We all kept practising how to get in and out of our hoops. I would still very much call getting in and out of a hoop hard work, I can also admit by the end of the exercise it didn’t seem as daunting. I would still rather be standing on my own two feet then balancing on a hoop, but I’m hoping this feeling changes with time, confidence and perhaps after I ice my vagina. There’s a lot of leaning your vagina onto the hoop, often by accident.

The last thing we did in class before I was allowed to go back to my beloved Netflix was to learn a bit of a Lyra routine.
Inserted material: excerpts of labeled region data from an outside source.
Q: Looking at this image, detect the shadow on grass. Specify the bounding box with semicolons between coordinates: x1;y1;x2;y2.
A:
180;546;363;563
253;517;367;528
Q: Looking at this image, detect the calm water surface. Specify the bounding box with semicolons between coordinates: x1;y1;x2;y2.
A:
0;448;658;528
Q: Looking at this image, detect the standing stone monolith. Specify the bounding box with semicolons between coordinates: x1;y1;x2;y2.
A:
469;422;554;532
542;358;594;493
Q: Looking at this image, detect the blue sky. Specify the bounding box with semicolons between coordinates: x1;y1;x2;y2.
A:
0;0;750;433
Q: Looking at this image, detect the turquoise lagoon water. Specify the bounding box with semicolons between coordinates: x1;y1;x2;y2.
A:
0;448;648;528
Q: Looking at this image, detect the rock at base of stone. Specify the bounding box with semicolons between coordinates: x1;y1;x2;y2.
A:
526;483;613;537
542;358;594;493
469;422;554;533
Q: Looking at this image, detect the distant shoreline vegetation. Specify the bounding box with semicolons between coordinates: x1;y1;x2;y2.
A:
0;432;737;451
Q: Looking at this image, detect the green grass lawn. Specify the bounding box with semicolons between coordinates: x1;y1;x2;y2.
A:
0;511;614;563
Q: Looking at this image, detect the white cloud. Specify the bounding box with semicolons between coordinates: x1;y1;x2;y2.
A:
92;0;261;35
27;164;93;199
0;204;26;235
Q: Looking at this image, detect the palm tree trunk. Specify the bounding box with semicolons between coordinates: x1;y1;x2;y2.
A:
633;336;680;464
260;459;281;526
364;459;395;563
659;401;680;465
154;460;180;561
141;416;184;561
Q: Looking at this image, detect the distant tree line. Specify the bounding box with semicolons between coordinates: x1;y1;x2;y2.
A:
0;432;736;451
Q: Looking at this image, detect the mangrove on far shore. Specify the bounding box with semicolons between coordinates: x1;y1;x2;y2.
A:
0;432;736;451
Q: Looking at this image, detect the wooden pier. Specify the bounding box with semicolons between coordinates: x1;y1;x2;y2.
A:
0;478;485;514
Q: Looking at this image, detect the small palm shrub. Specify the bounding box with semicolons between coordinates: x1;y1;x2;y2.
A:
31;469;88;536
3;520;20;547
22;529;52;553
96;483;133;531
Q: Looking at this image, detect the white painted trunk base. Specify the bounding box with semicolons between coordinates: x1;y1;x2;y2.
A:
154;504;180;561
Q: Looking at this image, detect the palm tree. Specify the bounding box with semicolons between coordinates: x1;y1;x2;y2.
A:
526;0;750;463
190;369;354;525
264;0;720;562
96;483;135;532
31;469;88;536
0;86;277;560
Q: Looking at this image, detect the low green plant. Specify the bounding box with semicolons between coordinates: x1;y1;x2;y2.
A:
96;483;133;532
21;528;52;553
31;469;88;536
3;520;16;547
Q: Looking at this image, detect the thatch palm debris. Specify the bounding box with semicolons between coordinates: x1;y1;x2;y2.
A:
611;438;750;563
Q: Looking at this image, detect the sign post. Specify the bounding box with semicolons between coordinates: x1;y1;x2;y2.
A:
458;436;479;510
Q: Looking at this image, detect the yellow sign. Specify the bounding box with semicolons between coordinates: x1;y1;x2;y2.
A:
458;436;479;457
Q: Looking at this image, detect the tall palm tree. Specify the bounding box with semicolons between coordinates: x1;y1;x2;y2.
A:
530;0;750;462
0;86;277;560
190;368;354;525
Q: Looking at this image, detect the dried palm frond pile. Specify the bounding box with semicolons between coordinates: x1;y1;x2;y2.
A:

I have watched "Coyote Ugly" a lot in my life time, so clearly I felt prepared for some moves. Turns out I was not. Our instructor went through the routine where Dahlia basically danced a bit while holding a hoop. She made it look incredibly easy but when I tried to do the same it was exhausting and I wondered if had asthma or if I was just unfit. We practiced it four times and my performance was still worse then Britney Spears' dancing at the 2008 VMAS.

Class wrapped up and I was chugging on my water bottle as if I was an extreme athlete. Still, I did feel quite smug that I had worked up a sweat. I did not leave my first Sky Sirens feeling like Dita Von Teese but I also did not leave crying. I actually felt a little bit refreshed, exhausted, sore… but refreshed. I have hope in my heart that one day I might be so good at Lyra I won’t pretend to fall onto one of the crash mats to give myself a two minute break.